Clearpath also has replaced the parking structure included in its initial plan with landscaped surface parking.

It’s no surprise, then, that the new proposal comes in at only half the price of the original plan.

But at $250 million, it still requires a greater investment than the $195 million proposal submitted by The Blue of Vero Beach partnership, which, now operated with a local address, appears to be a new version of the Pompano Beach-based SuDa group that headed its previous effort.

Both SuDa and Madison Marquette Real Estate Services, based in Washington, D.C., are still partners in the venture, but The Blue’s principal is now Edgar Jones, a Vero Beach resident and longtime developer.

For those who don’t remember: The City Council ignored the recommendation of its Selection Committee and chose SuDa to be its Three Corners developer in May, only to disqualify the group in June because one of its representatives violated the RFP’s terms by directly contacting council members.

Rather than abide by its RFP and moving forward with its second choice, Clearpath, the council turned the process into a clown show, embarrassing the city by voting for a do-over.

A new, more demanding RFP was issued in August. Two of the previous four developers decided not to bother, leaving only Clearpath and The Blue, both of which submitted proposals that appear to meet the city’s criteria.

The Blue’s proposal is, as you might expect, similar to the $144.3 million plan SuDa submitted last year, though much more developed. Indeed, the group’s initial offering last March lacked several of the RFP’s requirements.

City Councilman John Carroll would later say SuDa’s proposal was incomplete and should have been rejected from the outset.

The Blue’s proposal is, in many ways, the completed plan SuDa didn’t produce last year.

It touches all the bases with two higher-end hotels providing 228 rooms, waterfront dining, 22,000 square feet of retail space, an 87-slip marina, a boardwalk, and an indoor market similar to the Oxbow Public Market that Madison Marquette created in Napa, California.

There’s also a breezeway through the middle of the site.

It’s a solid plan.

But it’s not what Clearpath is proposing – not judging by how the two groups’ plans were presented, anyway.

Clearpath’s 239-page proposal immediately grabs your attention. It’s colorful, organized, easy to follow. It looks professionally produced.

The Blue’s 120-page proposal is informative. It identifies the partners, explains their credentials and shows you an abundance of photos of their previous work, asking you to envision such magic happening here.

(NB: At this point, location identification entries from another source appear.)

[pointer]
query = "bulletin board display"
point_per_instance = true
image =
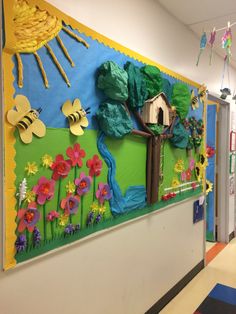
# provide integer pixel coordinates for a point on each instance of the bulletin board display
(90, 140)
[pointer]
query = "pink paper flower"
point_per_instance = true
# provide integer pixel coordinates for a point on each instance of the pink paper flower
(183, 176)
(52, 215)
(103, 193)
(188, 174)
(60, 167)
(94, 165)
(191, 164)
(44, 190)
(76, 154)
(70, 204)
(83, 184)
(28, 217)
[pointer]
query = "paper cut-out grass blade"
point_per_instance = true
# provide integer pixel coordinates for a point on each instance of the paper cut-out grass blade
(76, 116)
(26, 119)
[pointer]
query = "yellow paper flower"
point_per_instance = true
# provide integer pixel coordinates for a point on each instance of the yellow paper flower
(94, 207)
(63, 220)
(31, 168)
(70, 187)
(175, 183)
(209, 187)
(30, 196)
(203, 161)
(102, 209)
(47, 160)
(179, 166)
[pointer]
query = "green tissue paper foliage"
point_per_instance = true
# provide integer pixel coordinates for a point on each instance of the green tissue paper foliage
(113, 119)
(137, 86)
(153, 80)
(181, 99)
(113, 80)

It also provides the necessary graphics outlining its plans for the Three Corners site.

The presentation appears to be entirely sufficient – but it doesn’t wow you.

It doesn’t feel like the better plan.

Maybe that will change when the developers get their chance to make their sales pitches, or when the proposals are assessed and graded by the city’s consultants for financial feasibility and constructability.

The proposals are also currently being evaluated by the city’s Selection Committee, which has been reduced to five members: Planning Director Jason Jeffries; Water and Sewer Director Rob Bolton; Planning & Zoning Board Chair Jeb Bittner; Finance Commission Chair Robert Jones; and Three Corners Steering Committee Chair Vicky Gould.

The committee, which got it right last time, is scheduled to meet March 4 to discuss the plans and provide a recommendation to the City Council in April.

We can only hope the council, which fumbled at the goal line last time, doesn’t let us down again. There’s no good reason to not go with the better choice.

But there’s plenty of irony.

Had the council members chosen Clearpath last summer, negotiations with city staffers probably would’ve produced a plan very similar to the one we’ll probably get now.